Nonetheless, analytical psychology helps us to sharpen the focus of our question even more because its theories take us mentally into the dark fourth to show us more precisely what we’re talking about in the sacred marriage and in the Spiritual Marriage of the Gospel. Both have at their center what they present as the material principle of the soul, or the self. At issue, then, is a proper identification of the material principle and the nature and destiny of the self.

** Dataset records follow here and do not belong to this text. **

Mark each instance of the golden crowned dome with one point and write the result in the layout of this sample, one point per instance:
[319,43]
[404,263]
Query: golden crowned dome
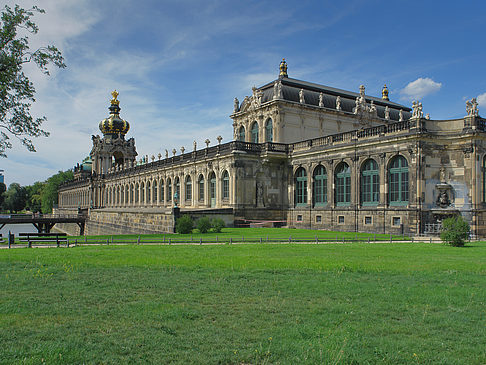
[114,125]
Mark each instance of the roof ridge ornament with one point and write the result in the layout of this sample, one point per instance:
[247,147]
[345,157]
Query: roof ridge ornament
[283,69]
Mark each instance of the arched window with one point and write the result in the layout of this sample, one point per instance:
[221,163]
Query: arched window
[147,193]
[137,192]
[225,186]
[200,184]
[370,183]
[269,130]
[177,188]
[484,179]
[254,132]
[300,187]
[342,181]
[188,190]
[142,193]
[398,178]
[241,134]
[162,191]
[212,189]
[169,190]
[319,189]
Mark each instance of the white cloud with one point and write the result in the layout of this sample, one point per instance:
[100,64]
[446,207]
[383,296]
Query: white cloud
[482,99]
[421,87]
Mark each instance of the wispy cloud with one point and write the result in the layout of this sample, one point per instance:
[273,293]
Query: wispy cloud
[419,88]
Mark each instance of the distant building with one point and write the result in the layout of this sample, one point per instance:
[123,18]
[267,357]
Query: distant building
[304,155]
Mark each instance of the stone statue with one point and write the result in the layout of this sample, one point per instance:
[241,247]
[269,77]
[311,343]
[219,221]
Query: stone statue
[301,96]
[387,113]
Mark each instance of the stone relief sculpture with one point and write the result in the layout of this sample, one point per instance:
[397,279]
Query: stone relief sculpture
[301,96]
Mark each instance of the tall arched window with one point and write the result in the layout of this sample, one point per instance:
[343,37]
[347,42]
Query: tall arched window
[148,193]
[188,191]
[254,132]
[200,184]
[300,187]
[177,187]
[342,181]
[319,189]
[370,183]
[241,134]
[225,186]
[162,191]
[212,189]
[169,190]
[269,130]
[398,178]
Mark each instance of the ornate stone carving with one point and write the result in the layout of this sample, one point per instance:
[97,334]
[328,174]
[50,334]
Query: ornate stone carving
[338,103]
[472,108]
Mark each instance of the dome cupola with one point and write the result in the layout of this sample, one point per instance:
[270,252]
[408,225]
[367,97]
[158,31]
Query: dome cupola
[113,125]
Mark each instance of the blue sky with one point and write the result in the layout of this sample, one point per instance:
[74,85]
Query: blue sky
[179,64]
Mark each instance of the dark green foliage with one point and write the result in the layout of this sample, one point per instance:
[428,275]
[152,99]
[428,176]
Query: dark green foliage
[455,231]
[49,194]
[203,225]
[15,198]
[217,224]
[16,90]
[184,224]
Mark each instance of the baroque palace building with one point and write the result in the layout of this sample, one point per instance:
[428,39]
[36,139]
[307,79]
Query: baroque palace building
[303,155]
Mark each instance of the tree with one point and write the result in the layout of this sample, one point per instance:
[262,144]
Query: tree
[16,90]
[49,194]
[455,231]
[16,197]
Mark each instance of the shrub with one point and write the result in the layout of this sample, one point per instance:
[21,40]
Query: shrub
[217,224]
[203,224]
[184,224]
[455,231]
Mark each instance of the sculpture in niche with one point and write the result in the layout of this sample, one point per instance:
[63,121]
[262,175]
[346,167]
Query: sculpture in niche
[338,103]
[301,96]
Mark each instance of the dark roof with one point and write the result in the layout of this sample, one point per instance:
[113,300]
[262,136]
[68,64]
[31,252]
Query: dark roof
[291,88]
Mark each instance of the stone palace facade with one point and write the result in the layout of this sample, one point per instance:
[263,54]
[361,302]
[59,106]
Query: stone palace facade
[303,155]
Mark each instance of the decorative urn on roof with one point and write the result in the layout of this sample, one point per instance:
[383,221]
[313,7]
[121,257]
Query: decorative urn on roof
[114,126]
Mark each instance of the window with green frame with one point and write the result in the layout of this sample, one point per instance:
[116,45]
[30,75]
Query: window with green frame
[188,191]
[254,132]
[342,181]
[398,181]
[269,130]
[241,134]
[484,179]
[319,188]
[225,185]
[300,187]
[370,183]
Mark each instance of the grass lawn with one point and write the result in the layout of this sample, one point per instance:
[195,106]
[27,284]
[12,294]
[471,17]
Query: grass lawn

So, you see, our topic isn’t about a relic of a bygone age. It’s about an issue that should be of the highest interest because it is of some existential urgency: Who am I? Why am I? What must I do to inherit eternal life?

 

Addendum: Let me conclude by anticipating one of the points we hope to make in a future lecture. It concerns the “principle of nature”. You saw this evening how many “nominees” have been set forth as candidates for the “principle of nature” or, as we just now called it from our summary of analytical psychology, the “material principle of the soul or of the self”: water, air, fire, earth, mind, the infinite (which is probably the circle, and that might be the uroboros), carbon 14, energy. What is the “principle of nature” or the material principle of the soul or of the self as given in the theological vision of the Church? It is articulated by Origen of Alexandria. In his commentary on St John 20:21 (or so); he writes: “Our primary substance (he uses here the Greek word hypostasis, that which stands underneath, which will become in later Christian dogmatic terminology the word for the Person) is “our having been made in the Image of God.” The Image of God is not a thing; it is the Person of Jesus Christ (cf. Col 1:15 with Gn 1:26-28.) St Didymus the Blind, a student of Origen, would refine this teaching in the early part of the fourth century. The Image of God, he would write in his commentary on Gen 1:26-28 is fundamentally our capacity for God.

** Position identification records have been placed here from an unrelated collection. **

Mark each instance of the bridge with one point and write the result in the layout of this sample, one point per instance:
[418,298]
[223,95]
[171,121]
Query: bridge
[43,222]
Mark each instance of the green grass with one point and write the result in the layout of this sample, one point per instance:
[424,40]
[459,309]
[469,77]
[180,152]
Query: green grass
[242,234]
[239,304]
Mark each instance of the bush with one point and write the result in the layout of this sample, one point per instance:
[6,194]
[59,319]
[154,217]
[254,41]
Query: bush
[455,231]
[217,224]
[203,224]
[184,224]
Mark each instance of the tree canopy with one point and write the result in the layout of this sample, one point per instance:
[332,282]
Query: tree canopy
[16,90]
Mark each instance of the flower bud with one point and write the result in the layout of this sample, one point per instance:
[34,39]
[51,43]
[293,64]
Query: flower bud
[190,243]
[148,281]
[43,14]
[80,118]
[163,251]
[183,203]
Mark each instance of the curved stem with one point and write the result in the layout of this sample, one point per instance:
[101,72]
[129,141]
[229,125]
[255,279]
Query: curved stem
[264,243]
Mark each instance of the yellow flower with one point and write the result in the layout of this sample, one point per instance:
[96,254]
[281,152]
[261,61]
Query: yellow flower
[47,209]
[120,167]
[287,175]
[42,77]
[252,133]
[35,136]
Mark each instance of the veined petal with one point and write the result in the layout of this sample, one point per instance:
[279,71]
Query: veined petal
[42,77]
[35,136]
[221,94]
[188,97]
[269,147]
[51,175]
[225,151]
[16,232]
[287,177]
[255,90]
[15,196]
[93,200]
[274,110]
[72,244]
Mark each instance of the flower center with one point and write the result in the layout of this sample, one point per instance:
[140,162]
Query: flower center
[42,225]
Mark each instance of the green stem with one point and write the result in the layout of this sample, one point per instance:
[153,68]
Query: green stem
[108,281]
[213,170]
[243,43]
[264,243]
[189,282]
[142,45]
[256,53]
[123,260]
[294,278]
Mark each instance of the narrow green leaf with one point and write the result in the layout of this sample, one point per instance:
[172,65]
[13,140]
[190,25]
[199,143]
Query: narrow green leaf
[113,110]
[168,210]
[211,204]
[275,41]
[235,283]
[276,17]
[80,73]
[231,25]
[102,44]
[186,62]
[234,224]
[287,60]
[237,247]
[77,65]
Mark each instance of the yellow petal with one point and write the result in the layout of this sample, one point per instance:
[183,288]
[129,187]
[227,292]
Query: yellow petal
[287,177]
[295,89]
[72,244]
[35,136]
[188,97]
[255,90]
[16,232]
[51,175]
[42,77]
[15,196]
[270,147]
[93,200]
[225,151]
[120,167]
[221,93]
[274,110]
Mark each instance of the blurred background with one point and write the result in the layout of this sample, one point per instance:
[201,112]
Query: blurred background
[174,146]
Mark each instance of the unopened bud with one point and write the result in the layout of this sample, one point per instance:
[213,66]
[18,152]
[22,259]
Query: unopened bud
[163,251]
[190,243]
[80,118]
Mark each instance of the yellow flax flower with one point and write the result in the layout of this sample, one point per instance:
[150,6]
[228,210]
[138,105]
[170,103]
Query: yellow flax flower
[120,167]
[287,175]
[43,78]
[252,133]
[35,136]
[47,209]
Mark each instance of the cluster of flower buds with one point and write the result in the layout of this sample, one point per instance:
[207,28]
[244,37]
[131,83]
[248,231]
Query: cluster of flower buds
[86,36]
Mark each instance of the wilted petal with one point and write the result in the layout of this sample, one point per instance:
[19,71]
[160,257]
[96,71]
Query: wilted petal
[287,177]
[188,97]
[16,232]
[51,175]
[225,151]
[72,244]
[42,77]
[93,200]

I would submit that this can be a knob by which you can lay your hand on the narrow gate. Think on it, and see if the narrow gate doesn’t open onto a completely different “world”. It would be the world of the Spirit that is in the world but not of it; the world of the Kingdom of Heaven.



[1] 1 Cor 2:9

[2] Cf. Acts 17:19-20

[3] Probably the circle representing a never ending cycle of change, like the Chinese yin-yang or Heracleitus’ principle of fire.

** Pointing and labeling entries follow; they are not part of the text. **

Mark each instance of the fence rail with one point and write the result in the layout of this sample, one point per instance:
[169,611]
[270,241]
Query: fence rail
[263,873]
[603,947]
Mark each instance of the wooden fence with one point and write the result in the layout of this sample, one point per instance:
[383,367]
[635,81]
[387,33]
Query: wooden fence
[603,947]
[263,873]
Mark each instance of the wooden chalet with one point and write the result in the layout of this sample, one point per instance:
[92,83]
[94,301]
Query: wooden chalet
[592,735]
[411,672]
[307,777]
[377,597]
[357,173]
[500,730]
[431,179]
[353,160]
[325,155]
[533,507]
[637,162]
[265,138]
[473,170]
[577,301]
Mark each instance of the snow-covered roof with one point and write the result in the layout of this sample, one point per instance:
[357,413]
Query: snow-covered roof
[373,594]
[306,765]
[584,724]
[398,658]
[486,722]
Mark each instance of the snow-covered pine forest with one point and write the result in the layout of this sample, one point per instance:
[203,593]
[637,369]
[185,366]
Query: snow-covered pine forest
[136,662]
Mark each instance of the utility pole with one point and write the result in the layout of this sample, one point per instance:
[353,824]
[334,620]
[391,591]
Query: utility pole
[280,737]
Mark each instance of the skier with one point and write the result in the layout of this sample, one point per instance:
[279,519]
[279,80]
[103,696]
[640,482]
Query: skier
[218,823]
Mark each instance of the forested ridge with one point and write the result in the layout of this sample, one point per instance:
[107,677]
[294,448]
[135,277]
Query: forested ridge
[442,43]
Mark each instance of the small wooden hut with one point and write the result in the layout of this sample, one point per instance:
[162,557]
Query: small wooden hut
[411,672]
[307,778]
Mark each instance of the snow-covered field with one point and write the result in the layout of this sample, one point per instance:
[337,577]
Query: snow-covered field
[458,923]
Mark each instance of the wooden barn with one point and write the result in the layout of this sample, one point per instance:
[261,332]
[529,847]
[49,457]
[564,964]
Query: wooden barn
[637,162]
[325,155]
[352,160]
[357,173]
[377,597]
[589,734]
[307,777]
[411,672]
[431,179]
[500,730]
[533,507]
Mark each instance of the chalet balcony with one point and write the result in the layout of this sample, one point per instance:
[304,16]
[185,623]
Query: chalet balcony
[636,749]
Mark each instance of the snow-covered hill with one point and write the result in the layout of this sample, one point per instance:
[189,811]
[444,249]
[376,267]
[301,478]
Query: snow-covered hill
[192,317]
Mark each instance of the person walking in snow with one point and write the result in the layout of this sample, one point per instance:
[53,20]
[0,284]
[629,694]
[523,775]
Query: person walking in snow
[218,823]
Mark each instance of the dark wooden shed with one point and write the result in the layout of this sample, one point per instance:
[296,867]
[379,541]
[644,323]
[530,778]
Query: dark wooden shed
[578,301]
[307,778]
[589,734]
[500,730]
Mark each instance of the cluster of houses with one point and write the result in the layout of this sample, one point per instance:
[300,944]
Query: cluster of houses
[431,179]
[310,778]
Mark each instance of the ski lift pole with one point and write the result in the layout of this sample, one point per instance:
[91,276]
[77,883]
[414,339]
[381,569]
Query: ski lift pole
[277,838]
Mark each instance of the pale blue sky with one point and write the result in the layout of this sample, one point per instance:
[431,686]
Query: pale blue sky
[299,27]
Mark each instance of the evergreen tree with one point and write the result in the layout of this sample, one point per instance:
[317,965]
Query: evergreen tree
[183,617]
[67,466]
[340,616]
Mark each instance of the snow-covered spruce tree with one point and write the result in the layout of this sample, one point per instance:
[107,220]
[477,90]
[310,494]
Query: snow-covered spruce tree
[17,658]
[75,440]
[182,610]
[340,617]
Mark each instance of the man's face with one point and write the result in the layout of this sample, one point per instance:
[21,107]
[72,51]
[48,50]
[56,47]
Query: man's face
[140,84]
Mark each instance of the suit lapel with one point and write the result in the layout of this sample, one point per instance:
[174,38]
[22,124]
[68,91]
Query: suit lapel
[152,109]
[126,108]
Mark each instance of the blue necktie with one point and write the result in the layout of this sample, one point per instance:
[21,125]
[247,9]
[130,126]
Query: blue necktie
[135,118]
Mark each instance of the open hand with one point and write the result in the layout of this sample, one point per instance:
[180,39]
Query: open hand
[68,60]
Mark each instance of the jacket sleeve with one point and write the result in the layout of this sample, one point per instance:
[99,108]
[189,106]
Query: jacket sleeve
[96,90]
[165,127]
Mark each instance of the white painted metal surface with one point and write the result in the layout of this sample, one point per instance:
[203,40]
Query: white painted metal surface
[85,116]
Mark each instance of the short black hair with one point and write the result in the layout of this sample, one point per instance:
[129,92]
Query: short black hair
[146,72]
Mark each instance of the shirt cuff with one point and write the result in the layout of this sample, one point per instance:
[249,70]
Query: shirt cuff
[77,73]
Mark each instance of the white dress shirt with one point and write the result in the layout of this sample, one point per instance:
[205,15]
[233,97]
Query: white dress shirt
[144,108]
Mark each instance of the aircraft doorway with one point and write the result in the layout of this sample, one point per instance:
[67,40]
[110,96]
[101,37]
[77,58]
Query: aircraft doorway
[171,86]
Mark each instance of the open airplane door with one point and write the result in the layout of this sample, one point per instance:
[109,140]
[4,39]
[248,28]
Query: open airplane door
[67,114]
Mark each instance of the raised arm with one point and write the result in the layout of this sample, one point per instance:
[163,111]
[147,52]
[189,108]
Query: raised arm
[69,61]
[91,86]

[4] I outlined this ontological vision in contrast to the ontological vision of Byzantine theology in the three lectures I presented here last year.

[5] The Experience of God, trans. Ioan Ionita and Robert Barringer. Brookline, Massachusetts: Holy Cross Orthodox Press. 1998, p. 4.

[6] Or, the hypostasis, the term of Christian dogma for what “stands underneath”. This shows how the theory of analytical psychology is diametrically opposite the ontological vision of Christian dogma. In Christian dogma, the hypostasis is not the impersonal nature from which the person ebbs and flows, but the Person in which the nature exists.